Eco era una oréade, es decir, una ninfa de las montañas, más precisamente del monte Helicón. Fue educada nada menos que por las Musas, diosas encargadas de distribuir inspiración y talento; y como tal recibió el don de tener la voz mas bella y encantadora del mundo; incluso las palabras ordinarias sonaban en sus labios como el tañido de campanas distantes sobre la espuma del mar.
Narciso, hijo de la ninfa Liríope y Céfiso, el dios-río; era el joven más apuesto que haya vivido fuera del Olimpo. Su amor propio era tan desmedido que sólo tenía ojos para sí mismo, un error que los griegos no perdonaban ni siquiera en la mitología.
De nuevo en el Monte Helicón, Hera, esposa de Zeus, sospechaba que su adúltero marido estaba secretamente entusiasmado por Eco. Tras algunas pesquisas subrepticias, Hera descubre los amores ilícitos de Zeus, y también que la ninfa se ha mantenido al margen de los lances del dios. Incapaz de castigar al Señor de los Dioses, Hera tomó el camino más simple: maldijo a Eco a utilizar su voz, la más bella que haya brotado de boca alguna, a repetir cacofónicamente las últimas palabras de su interlocutor.
Eco huyó del monte sagrado, incapaz de pronunciar una palabra voluntaria.
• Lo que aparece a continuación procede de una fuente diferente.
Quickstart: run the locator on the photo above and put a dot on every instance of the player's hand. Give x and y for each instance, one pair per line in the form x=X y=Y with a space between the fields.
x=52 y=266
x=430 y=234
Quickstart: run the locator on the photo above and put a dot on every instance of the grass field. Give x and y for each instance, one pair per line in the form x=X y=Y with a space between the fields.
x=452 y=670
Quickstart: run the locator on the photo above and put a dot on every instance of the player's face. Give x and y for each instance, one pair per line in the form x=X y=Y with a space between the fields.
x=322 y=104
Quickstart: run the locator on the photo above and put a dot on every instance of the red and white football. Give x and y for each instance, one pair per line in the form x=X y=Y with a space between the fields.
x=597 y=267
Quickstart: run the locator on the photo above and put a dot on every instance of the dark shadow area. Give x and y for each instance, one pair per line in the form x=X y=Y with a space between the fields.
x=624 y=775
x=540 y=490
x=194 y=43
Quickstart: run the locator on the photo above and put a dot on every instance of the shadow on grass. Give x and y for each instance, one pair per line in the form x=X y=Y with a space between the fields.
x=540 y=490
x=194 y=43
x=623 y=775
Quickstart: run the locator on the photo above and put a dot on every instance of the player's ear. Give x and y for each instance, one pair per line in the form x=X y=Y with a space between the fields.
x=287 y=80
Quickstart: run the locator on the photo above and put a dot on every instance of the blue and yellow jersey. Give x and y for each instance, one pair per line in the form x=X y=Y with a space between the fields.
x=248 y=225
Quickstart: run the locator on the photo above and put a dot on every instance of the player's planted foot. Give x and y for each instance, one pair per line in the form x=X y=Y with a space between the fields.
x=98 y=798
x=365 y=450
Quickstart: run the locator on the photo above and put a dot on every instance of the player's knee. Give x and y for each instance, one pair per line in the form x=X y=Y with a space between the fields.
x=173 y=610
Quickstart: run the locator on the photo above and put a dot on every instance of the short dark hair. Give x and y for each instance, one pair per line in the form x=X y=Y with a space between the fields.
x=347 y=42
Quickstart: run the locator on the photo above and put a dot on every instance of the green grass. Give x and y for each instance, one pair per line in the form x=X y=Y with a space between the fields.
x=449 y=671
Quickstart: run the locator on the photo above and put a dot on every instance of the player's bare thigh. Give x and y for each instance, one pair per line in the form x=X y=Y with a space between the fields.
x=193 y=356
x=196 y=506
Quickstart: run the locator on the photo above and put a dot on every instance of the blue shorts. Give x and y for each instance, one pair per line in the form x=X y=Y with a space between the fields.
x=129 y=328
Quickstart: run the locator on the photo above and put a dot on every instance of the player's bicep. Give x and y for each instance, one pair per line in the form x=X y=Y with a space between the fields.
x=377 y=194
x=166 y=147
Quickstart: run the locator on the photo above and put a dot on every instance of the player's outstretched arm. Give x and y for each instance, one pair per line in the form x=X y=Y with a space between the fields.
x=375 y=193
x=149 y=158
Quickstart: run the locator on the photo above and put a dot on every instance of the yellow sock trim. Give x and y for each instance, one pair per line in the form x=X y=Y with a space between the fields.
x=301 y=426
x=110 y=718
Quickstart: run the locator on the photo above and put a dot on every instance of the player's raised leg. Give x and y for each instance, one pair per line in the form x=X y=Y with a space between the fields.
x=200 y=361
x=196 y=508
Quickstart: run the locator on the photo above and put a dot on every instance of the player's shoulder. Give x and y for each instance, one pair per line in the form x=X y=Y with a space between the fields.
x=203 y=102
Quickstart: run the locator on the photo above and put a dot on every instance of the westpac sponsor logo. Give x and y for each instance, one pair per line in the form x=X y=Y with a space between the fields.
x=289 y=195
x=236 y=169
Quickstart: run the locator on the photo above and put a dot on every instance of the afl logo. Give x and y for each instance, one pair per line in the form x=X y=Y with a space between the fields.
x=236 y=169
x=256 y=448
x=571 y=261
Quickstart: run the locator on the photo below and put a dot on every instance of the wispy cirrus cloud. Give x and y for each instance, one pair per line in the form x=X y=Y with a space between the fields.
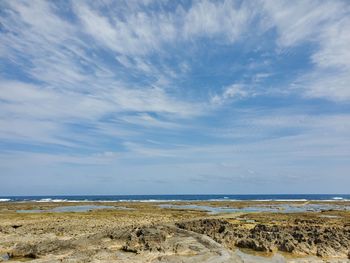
x=139 y=86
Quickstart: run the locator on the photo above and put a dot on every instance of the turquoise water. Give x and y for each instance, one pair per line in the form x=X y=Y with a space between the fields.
x=159 y=198
x=78 y=208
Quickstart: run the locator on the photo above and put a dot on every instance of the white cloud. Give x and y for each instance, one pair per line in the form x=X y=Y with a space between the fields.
x=235 y=91
x=228 y=19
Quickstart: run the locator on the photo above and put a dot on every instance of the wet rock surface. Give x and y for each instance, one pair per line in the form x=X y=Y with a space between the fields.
x=301 y=238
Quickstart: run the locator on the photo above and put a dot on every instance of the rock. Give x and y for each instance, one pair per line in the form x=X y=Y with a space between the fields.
x=149 y=238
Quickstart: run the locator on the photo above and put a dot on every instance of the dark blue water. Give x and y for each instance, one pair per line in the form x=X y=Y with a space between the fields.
x=158 y=198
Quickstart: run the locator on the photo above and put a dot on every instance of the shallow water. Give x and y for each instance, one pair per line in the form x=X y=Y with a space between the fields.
x=77 y=208
x=283 y=208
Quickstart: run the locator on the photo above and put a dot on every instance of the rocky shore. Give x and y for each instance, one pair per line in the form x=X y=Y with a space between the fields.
x=147 y=233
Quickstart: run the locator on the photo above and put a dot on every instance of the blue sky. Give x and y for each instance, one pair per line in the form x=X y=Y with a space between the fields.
x=166 y=97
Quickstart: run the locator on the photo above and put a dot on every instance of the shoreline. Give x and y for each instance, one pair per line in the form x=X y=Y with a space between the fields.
x=145 y=230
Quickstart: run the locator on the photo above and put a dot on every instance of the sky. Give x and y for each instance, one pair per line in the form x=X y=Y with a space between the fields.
x=174 y=97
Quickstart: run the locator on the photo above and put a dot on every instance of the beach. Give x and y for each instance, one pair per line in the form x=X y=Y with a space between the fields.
x=187 y=231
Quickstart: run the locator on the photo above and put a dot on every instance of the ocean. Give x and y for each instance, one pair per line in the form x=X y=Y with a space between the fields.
x=168 y=198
Solo podía repetir quedamente el canto de los pájaros, el murmullo del agua, el atronar de una roca desprendiéndose de los acantilados; hasta que lo vió a él: Narciso, un joven de prodigiosa hermosura que miraba absorto su reflejo en el agua.
Narciso no advirtió inmediatamente su presencia, estaba demasiado ocupado contemplando la perfección de su rostro en las aguas tranquilas del estanque. Eco, temerosa y frágil, se escondió detrás de un árbol, y desde allí se enamoró del joven.
Arrebatado de pasión por su propio reflejo, Narciso dijo en voz alta.
-¿Eres tú o yo?
-...yo... -dijo una voz espectral.
-¿Estás aquí?
-...aquí...
-Te amo.
-...amo...
Eco salió de su escondite decidida a confesar su amor, pero en su boca no había palabras, salvo las últimas que oía. Narciso la rechazó violentamente. Podemos pensar que se burló de ella con excesiva ironía. La ninfa huyó al páramo, sola y desdichada, y vagó por valles y cañadas solitarias que solo los dioses conocen, hasta que finalmente se recluyó en una oscura cueva donde su cuerpo poco a poco se consumió de tristeza.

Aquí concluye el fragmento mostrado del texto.